Villarreal lagte nach 34 Minuten im El Sardinero mit 2-0 zurück, bevor Tore von Pape Gueye und Nicolas Pépé zur Halbzeit ein Unentschieden für das Gelbe U-Boot bei der Rückkehr in die LaLiga retteten, in einem Spiel, das ebenso von der Atmosphäre geprägt war wie vom Fußball.
Racing Santander, nach 15 Jahren zurück in der ersten Liga, ging in der 20. Minute durch einen Elfmeter von Andrés Martín in Führung, nachdem Comesaña Salinas gefoult hatte, bevor Sergio Martínez 14 Minuten später den Vorsprung der Gastgeber mit einem scharfen Schuss vom Rand des Strafraums verdoppelte.
Pérez gab zu, dass seine Mannschaft in den Anfangsphasen von der Stimmung mitgerissen wurde, und sprach in seiner Pressekonferenz nach dem Spiel, laut Plaza Deportiva.
"Ich wusste, dass Racing so spielen würde, wie sie gespielt haben. Die emotionale Frequenz und die Atmosphäre konnten nur das sein, was wir erlebt haben, was nach so langer Zeit großartig war. Erster Spieltag nach dem Aufstieg, es ist eine unaufhaltsame Emotion. Wir konnten damit nicht umgehen, und wir müssen sehen, warum -- ob es an Taktik oder anderen Faktoren liegt," sagte er.
"Danach haben wir uns erholt und waren dominant mit Qualität und erzielten zwei Tore. Dann gab es am Ende eine Phase, in der der Wille zu gewinnen, die Müdigkeit, die Tatsache, dass es der erste Spieltag ist, die Ungenauigkeit dieser frühen Spiele, uns nicht erlaubte, die Chance zu nutzen, um zu gewinnen."
Auf die spezifische Frage nach dem Missverständnis, das zu Racings zweitem Tor führte, verteidigte der Villarreal-Trainer den Ansatz seiner Mannschaft.
"Beim zweiten Tor, in einer Aufbausituation, wenn es funktioniert, geht man von einem Strafraum zum anderen und schafft Gefahr, und alle applaudieren. Wenn das Gegenteil passiert, bleibt man mit der Idee allein und ist exponiert.
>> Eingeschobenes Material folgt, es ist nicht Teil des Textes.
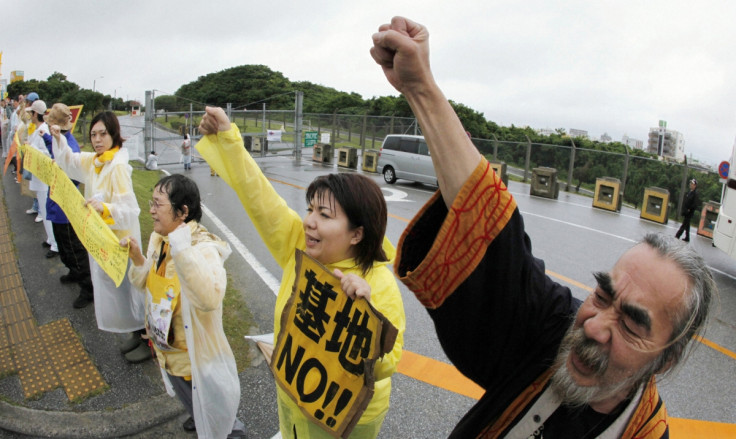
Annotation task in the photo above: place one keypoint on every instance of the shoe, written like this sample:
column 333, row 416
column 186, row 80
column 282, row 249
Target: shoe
column 131, row 343
column 236, row 434
column 139, row 354
column 188, row 425
column 82, row 302
column 68, row 278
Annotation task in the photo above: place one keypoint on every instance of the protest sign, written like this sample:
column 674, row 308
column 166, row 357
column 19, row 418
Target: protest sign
column 100, row 242
column 327, row 348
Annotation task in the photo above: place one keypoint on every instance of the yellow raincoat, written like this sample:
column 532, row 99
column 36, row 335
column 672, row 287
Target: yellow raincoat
column 118, row 309
column 197, row 257
column 282, row 231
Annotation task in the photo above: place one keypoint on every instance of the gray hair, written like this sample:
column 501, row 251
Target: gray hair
column 692, row 318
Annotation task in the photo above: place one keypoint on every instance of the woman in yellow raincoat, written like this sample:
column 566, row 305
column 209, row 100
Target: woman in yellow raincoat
column 184, row 278
column 108, row 188
column 344, row 229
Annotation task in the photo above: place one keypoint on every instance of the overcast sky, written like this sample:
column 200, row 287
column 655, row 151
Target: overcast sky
column 603, row 66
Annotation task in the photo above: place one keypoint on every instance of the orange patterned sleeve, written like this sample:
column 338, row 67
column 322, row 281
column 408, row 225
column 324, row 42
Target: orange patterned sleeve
column 479, row 213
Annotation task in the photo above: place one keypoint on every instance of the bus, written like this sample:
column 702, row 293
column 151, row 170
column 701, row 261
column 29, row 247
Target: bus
column 724, row 234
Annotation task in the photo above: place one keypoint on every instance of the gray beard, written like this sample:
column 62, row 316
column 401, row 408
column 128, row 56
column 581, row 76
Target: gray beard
column 575, row 395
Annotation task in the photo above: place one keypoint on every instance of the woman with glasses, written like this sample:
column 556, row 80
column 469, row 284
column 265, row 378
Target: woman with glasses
column 108, row 188
column 184, row 277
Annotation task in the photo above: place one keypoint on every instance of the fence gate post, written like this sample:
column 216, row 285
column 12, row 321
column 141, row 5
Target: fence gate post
column 570, row 167
column 528, row 157
column 148, row 144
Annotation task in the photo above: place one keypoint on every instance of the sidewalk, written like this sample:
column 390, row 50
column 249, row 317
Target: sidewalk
column 61, row 376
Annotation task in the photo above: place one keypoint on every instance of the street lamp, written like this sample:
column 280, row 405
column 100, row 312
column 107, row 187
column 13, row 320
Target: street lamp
column 94, row 83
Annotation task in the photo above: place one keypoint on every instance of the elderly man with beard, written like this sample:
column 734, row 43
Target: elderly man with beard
column 551, row 366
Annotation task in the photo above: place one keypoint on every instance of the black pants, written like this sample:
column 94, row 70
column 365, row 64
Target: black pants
column 74, row 256
column 685, row 227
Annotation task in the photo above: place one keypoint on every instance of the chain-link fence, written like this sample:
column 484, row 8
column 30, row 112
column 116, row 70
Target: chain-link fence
column 577, row 168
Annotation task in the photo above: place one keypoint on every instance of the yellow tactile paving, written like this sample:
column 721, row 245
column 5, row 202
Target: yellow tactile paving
column 67, row 355
column 7, row 365
column 37, row 379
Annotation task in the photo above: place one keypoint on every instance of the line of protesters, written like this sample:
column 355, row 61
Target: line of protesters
column 551, row 365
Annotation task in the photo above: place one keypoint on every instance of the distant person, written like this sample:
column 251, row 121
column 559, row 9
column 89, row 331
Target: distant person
column 186, row 152
column 689, row 206
column 71, row 251
column 344, row 229
column 152, row 161
column 108, row 189
column 551, row 366
column 184, row 277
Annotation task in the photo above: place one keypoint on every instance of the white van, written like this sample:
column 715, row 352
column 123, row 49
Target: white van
column 406, row 157
column 724, row 234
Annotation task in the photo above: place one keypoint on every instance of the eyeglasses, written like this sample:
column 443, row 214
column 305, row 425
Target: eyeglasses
column 153, row 204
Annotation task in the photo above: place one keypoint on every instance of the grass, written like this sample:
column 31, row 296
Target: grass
column 236, row 317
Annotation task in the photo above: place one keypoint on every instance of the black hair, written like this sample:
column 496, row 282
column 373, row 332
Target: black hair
column 112, row 126
column 363, row 203
column 182, row 191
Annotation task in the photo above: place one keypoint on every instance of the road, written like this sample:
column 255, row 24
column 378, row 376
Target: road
column 573, row 238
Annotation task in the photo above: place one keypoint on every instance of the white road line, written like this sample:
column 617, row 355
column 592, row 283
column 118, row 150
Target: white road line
column 579, row 226
column 612, row 235
column 270, row 281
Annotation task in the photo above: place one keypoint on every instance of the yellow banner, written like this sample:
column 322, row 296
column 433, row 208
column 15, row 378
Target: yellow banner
column 95, row 235
column 327, row 348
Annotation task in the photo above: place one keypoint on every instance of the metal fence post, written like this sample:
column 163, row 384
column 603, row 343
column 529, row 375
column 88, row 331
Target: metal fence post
column 571, row 167
column 683, row 189
column 363, row 131
column 626, row 169
column 298, row 120
column 528, row 157
column 334, row 132
column 148, row 145
column 495, row 147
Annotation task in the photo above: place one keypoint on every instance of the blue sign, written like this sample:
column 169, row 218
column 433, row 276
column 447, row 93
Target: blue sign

Aber das beunruhigt mich nicht, besonders bei Foyth, dessen Erfolgsquote bei den Entscheidungen, die er trifft, sehr hoch ist. Wir müssen uns ansehen, was passiert ist," sagte Pérez und fügte zu einer separaten Schiedsrichterfrage hinzu: "Ich habe die Mannschaft gewechselt, aber meine Antwort ist die gleiche."
Er war ermutigter von der Reaktion seiner Mannschaft, nachdem sie mit zwei Toren zurücklag.
"Der positive Teil ist die Reaktion, nachdem wir 2-0 zurücklagen. Es gibt immer Dinge, die man retten kann, besonders in diesem Kontext. Wir haben die zweite Halbzeit gut begonnen, aber es fehlte an Präzision im letzten Drittel, und das bedeutet, dass man die eine oder andere Übergangssituation zulässt, wie es passiert ist," erklärte er.
Pérez, der an frühere Besuche im Stadion erinnerte, lobte den Empfang im El Sardinero.
"Die Atmosphäre hat mich erfreut, sie bringt mir Freude. Ich habe hier gespielt, als Racing in der Segunda B war, und es war eine andere Atmosphäre. Es jetzt zu sehen, ist ein Vergnügen für jeden im Stadion."
Er unterstützte auch Racings Ansatz unter José Alberto López.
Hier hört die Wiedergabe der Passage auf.